DIIV (formerly known as Dive) are an offshoot of Beach Fossils led by their guitarist Zachary Cole Smith. What began as a casual side project from Smith in 2011 in order to write his own songs out with Beach Fossils has swiftly grown into Oshin, a remarkably special debut album that is guitar music at its very finest.
DIIV make distinctly un-rock music. The interlocking, subtly entwined guitars of Smith and Andrew Bailey that bind together DIIV’s sound are lissom soft and provide the basis for their enchanting, transcendental sound that’s reminiscent of the guitar sounds conjured up in the ’80s by groups like The Cure and Cocteau Twins. DIIV are very much about textures and soundscapes over traditional song forms. Smiths’s wan and light voice is submerged in the background as the mellifluous glide of the guitars and bass flutter around him. The provenance of sound over vocals gives a slightly mysterious quality to these songs.
Instrumental Druun introduces the very immersive, aqueous sound. The water comparison is apposite as, according to Smith, the band was originally named Dive as every member of the band is, astrologically, a water sign. The analogies with water and the ocean are obvious throughout Oshin’s duration, yet there is something deeply entrancing about this lucid sound.
Tracks like the impossibly beautiful Past Lives and Human show that sometimes the pure beauty of a guitar sound can be greater and even more resonant than the most emotive voice. One of Oshin’s strengths is it sounds remarkably coherent and cohesive. It is one of those very rare records where every intricate part coexists perfectly.

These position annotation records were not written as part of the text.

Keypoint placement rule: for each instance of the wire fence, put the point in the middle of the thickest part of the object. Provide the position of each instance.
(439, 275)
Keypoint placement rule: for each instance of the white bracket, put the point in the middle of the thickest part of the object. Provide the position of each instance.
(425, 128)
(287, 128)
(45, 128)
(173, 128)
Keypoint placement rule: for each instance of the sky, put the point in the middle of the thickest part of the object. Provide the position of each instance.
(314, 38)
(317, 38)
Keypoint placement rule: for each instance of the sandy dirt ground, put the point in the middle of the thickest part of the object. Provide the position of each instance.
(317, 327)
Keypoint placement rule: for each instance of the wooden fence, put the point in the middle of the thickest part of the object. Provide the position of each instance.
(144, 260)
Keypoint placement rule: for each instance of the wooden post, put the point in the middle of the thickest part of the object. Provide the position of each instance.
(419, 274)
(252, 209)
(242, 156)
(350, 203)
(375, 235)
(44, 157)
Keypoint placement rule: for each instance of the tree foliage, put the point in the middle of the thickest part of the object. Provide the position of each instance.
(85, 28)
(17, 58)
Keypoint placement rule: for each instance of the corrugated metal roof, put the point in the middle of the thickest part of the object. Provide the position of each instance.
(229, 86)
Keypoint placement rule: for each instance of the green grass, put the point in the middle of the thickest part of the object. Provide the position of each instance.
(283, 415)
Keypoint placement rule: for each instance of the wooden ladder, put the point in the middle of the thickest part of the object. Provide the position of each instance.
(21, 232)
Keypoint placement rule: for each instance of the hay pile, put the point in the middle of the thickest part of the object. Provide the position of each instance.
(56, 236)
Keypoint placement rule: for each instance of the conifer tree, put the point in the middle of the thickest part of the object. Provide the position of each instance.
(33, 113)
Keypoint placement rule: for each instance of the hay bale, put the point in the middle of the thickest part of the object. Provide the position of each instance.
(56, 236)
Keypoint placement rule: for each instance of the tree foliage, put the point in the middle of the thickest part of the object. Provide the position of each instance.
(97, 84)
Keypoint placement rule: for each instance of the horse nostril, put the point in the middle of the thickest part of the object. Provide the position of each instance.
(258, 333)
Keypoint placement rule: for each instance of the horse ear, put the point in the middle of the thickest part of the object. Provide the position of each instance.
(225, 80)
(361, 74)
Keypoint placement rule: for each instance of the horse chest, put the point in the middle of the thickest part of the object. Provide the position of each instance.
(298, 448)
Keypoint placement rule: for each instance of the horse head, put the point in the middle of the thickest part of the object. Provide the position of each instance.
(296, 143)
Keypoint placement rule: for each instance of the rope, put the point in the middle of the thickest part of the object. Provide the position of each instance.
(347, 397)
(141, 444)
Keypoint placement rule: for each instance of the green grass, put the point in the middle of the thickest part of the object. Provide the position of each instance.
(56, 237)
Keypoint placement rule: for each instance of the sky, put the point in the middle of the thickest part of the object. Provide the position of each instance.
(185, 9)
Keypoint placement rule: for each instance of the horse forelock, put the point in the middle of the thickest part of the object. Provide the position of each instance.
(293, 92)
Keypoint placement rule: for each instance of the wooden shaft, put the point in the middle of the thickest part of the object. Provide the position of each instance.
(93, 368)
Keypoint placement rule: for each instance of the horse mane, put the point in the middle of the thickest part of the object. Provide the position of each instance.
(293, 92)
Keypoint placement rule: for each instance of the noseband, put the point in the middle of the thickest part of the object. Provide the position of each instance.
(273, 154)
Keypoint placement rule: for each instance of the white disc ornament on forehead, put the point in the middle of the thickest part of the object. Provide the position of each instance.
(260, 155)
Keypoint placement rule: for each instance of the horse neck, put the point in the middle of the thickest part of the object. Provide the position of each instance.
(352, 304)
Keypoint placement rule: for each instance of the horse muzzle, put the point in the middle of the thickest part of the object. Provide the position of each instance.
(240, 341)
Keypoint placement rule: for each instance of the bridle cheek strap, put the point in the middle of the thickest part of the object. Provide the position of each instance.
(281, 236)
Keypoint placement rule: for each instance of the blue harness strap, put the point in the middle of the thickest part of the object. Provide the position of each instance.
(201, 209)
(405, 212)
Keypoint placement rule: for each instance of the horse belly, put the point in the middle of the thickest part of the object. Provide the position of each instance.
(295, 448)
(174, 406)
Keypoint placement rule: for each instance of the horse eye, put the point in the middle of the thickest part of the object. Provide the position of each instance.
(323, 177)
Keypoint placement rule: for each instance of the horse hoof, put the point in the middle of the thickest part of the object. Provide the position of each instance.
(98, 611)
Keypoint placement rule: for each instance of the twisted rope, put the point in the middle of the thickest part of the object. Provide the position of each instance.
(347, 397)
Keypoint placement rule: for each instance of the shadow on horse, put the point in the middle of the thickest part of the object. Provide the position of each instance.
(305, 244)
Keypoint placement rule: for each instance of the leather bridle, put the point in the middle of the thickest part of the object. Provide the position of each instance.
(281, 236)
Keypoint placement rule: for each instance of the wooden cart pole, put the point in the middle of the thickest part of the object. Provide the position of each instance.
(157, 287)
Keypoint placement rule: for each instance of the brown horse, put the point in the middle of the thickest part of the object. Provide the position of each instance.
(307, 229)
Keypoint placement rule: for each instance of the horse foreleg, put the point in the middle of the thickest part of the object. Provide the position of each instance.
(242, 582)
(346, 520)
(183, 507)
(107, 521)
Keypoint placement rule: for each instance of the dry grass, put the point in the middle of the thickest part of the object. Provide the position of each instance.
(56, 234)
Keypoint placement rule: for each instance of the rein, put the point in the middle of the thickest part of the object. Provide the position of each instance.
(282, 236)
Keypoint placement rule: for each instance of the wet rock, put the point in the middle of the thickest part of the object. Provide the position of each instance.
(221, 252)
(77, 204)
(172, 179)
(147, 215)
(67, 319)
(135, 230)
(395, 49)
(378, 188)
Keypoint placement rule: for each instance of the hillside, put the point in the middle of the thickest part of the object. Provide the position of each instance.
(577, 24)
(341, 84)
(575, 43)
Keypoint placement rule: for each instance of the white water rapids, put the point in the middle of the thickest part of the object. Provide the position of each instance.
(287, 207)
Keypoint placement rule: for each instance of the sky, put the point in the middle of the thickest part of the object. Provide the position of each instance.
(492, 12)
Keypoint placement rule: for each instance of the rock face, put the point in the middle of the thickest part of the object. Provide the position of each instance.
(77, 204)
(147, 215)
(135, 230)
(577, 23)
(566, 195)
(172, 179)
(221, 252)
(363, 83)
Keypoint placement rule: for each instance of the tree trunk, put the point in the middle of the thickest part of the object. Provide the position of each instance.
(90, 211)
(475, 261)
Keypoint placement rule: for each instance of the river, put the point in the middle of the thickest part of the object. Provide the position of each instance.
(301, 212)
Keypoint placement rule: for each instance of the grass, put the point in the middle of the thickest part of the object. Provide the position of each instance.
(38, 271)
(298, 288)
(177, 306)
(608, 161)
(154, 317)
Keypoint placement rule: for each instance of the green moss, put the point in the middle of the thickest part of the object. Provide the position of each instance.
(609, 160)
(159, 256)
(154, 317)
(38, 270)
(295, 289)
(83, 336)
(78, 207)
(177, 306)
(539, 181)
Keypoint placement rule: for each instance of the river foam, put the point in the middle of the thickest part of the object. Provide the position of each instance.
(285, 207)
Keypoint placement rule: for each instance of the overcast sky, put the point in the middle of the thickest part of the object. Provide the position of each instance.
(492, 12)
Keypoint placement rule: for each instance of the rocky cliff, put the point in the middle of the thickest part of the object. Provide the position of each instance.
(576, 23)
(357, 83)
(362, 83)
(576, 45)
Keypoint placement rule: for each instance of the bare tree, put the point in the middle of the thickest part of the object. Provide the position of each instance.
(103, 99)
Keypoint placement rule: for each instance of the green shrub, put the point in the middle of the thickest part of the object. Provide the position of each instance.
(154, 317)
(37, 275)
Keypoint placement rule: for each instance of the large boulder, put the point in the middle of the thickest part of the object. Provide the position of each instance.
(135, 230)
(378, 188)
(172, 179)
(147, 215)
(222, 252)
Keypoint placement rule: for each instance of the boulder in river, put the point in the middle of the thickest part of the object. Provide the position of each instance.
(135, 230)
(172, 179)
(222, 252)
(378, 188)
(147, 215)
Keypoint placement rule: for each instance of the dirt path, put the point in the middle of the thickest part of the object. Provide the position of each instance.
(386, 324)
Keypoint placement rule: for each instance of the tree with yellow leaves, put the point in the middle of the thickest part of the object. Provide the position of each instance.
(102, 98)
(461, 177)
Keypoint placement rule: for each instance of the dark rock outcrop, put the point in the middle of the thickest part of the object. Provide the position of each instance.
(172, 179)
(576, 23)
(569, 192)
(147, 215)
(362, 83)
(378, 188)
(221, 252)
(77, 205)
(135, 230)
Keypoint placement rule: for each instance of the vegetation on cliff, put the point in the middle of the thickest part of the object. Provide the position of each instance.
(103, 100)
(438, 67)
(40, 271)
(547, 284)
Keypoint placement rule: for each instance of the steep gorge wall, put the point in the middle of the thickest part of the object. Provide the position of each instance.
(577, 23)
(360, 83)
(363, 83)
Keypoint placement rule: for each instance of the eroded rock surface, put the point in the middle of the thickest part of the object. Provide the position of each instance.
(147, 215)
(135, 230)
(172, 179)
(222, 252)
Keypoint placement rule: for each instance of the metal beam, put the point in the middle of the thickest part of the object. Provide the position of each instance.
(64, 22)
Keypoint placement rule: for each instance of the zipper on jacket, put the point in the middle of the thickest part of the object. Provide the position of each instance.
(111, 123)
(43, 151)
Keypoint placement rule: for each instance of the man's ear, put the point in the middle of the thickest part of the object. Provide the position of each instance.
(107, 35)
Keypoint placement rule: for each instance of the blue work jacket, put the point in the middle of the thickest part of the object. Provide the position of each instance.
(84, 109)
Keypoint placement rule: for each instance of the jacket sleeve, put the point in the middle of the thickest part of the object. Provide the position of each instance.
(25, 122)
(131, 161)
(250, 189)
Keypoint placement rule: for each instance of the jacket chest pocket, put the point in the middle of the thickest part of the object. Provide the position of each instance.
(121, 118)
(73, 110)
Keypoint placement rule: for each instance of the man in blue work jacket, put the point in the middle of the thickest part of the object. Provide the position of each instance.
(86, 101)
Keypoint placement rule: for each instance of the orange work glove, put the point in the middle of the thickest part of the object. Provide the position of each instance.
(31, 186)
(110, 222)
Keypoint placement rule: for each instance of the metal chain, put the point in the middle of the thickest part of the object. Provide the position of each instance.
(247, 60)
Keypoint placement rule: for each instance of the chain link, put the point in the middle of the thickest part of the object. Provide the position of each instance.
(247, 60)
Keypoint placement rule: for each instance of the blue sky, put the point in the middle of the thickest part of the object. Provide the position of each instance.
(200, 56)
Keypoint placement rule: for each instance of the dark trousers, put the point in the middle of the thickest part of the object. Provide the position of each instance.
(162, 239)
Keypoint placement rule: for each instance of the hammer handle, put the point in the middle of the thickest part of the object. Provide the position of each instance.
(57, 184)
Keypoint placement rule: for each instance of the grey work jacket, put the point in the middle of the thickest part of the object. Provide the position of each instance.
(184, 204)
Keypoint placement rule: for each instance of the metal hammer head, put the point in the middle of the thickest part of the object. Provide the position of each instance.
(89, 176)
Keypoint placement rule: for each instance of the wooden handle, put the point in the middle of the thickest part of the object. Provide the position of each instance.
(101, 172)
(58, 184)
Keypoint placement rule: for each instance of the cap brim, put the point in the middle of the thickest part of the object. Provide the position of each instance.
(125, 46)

There are rather more earthbound moments, such as the metronomic locked groove of Air Conditioning, or the pleasant but lightweight wispy sound of Sometime. These lulls though are very much countered by soaring highs. There is a magical moment during album highlight How Long Have You Known? where the guitar seems to lift off and float away onto another sonic plane altogether. Moments like these lift Oshin far beyond your typical guitar album.
Credit is also due to the rhythm section of Devin Ruben Perez and Colby Hewitt. As impressive as the guitar sounds, it would be nothing without the rhythm section to back it up. The drums and bass are understated but provide a key role allowing Hewitt and Smith’s guitars to flourish. The driving bass on Doused provides a welcome opportunity for Perez to shine.
While most of Oshin’s lyrical content is oblique and hidden, there are a few occasions when the elusive veil is lifted. Final track Home is one such example. Over the loveliest of twinkling music box like guitar sounds Smith utters the lyric: “You’ll never have a home until you go home.” On the face of it it’s a rather strange and silly line, but in the context of the album it makes perfect sense and the effect is extremely touching.
In a time when there is much hand wringing about the future of guitar music amid fears of being swamped with nostalgic revivalism and a chronic lack of ideas, a record like Oshin is one to be cherished. There are, of course, echoes of the past, but there is also something pleasingly fresh in the way DIIV take an age old sound and turn it into something magical that’s at times deeply beautiful.